Member Of Bihar Legislative Assembly For Barharia
- In office 2005–2020
- Preceded by: Baccha Pandey
- Constituency: Barharia

Personal details
- Born: 11 July 1963 (age 62) Tarwara, Siwan, Bihar
- Party: Janata Dal (United)
- Spouse: Kamlavati Devi
- Children: 3
- Education: 8th pass

= Shyam Bahadur Singh =

Indian politician

Shyam Bahadur Singh Patel (born 11 July 1963) is an Indian politician from Bihar. He is three time former member of the Bihar Legislative Assembly representing Janata Dal (United).

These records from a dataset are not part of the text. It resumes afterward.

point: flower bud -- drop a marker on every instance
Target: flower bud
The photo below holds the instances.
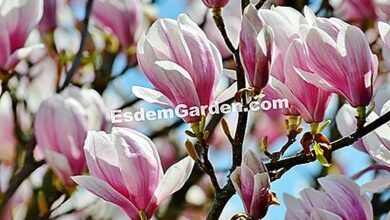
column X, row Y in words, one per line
column 215, row 3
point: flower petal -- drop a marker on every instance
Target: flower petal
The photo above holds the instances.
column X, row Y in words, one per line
column 174, row 179
column 106, row 192
column 151, row 96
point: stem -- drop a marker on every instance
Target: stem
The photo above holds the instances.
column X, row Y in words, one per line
column 77, row 59
column 336, row 145
column 370, row 168
column 223, row 195
column 30, row 165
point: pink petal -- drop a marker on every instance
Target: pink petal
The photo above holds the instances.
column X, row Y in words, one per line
column 106, row 192
column 60, row 165
column 320, row 214
column 379, row 184
column 151, row 96
column 346, row 193
column 174, row 179
column 102, row 160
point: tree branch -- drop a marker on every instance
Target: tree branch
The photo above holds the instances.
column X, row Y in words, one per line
column 337, row 144
column 79, row 54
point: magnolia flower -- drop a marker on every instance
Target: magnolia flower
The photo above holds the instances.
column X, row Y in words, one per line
column 255, row 48
column 121, row 17
column 17, row 19
column 93, row 103
column 215, row 3
column 341, row 199
column 60, row 129
column 346, row 67
column 310, row 101
column 252, row 184
column 49, row 19
column 354, row 10
column 126, row 170
column 16, row 207
column 7, row 127
column 377, row 143
column 181, row 63
column 346, row 124
column 384, row 31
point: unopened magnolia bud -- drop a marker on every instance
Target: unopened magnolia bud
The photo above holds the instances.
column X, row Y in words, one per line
column 190, row 133
column 323, row 154
column 225, row 127
column 215, row 3
column 192, row 151
column 42, row 204
column 306, row 142
column 273, row 199
column 263, row 144
column 325, row 124
column 202, row 123
column 206, row 135
column 143, row 215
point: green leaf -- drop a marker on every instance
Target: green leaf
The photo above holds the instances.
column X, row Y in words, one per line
column 320, row 155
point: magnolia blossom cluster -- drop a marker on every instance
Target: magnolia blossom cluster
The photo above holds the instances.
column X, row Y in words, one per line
column 283, row 54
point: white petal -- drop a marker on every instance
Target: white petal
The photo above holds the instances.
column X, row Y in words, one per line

== Early life and education ==
Singh was born in Tarwara, Siwan district, Bihar. He is the son of Suryadev Singh. He passed Class 8 in 1972 at Government High School, Din Dayalpur, Tarwara. Later, he discontinued his studies. He married Kamlavati Devi, and they have three children.

== Career ==
Bahadur Singh became an MLA for the first time winning the October 2005 Bihar Legislative Assembly election from Ziradei Assembly constituency representing Janata Dal (United). Later, he won two more times from Barharia Assembly constituency in 2010 and 2015 Bihar Legislative Assembly election representing Janata Dal (United).